États-Unis L’angoisse d’un empire émoussé

jeudi 1er décembre 2016.
 

La montée des pays émergents et le désastre de l’invasion de l’Irak ont affecté l’hyperpuissance.

L’angoisse que l’empire ne parvienne plus autant que jadis à imposer sa loi sur un monde globalisé ou confronté aux diverses menaces terroristes a resurgi à maintes reprises dans la campagne de la présidentielle. Hillary Clinton a juré de rétablir le leadership ébranlé. Donald Trump a cultivé à plaisir la nostalgie d’un âge d’or aujourd’hui révolu, a-t-il dit, « par la faute de l’incompétence de l’establishment ». Il est ainsi suggéré une époque « bénie » où la domination exercée sur l’extérieur par l’Oncle Sam aurait correspondu, à l’intérieur, à des périodes de prospérité pour tous. Ce discours rapproche le déclassement social, ressenti ou craint par de nombreux citoyens, d’un hypothétique déclassement international du pays. Le procédé qui appartient au répertoire classique des tribuns nationalistes permet opportunément de détourner l’attention des dérégulations libérales, que le milliardaire voudrait manier avec la plus grande brutalité alors qu’elles sont au cœur des souffrances populaires. À charge de faire endosser les responsabilités à d’autres : l’étranger, le musulman, le migrant mexicain ou… une « puissance commerciale étrangère déloyale » comme la Chine.

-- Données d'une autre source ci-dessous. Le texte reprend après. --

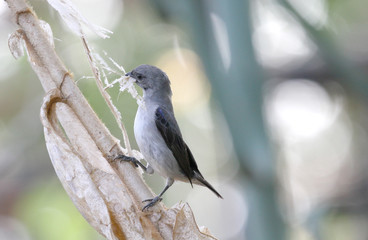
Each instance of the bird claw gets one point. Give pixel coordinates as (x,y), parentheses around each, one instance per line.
(152,202)
(133,160)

Loin de l’avènement d’un monde multipolaire

Une telle manipulation de l’angoisse d’un retrait de la domination impériale du pays fonctionne d’autant mieux qu’elle correspond à d’indéniables évolutions des rapports de forces planétaires. Les États-Unis ont perdu leur stature d’hyperpuissance incontestable, qu’ils affichaient au début des années 1990, après l’effondrement de l’URSS. Au plan économique, leur suprématie est contestée par les pays émergents et singulièrement par la Chine, devenue entre-temps l’un des tout premiers acteurs mondiaux. Au plan militaire, ils possèdent certes toujours de très loin la première armée de la planète. Mais l’invasion de l’Irak, au début de la dernière décennie, a agi comme un boomerang. Washington a dû accroître son endettement, déjà abyssal, pour financer une expédition qui a tourné au ­désastre, contribuant à l’émergence de Daech dans la région, alors même qu’elle fut officiellement déclenchée sous prétexte de mettre à genoux le régime de Saddam Hussein, accusé de… soutenir le terrorisme.

Ce fiasco géostratégique a alimenté le doute sur le bien-fondé à multiplier les interventions et la crédibilité de l’Oncle Sam sur certains théâtres extérieurs. D’où la relative retenue de Barack Obama en Syrie. On est toujours très loin de l’avènement d’un monde multipolaire. Mais le standing de l’empire s’effrite. B. O.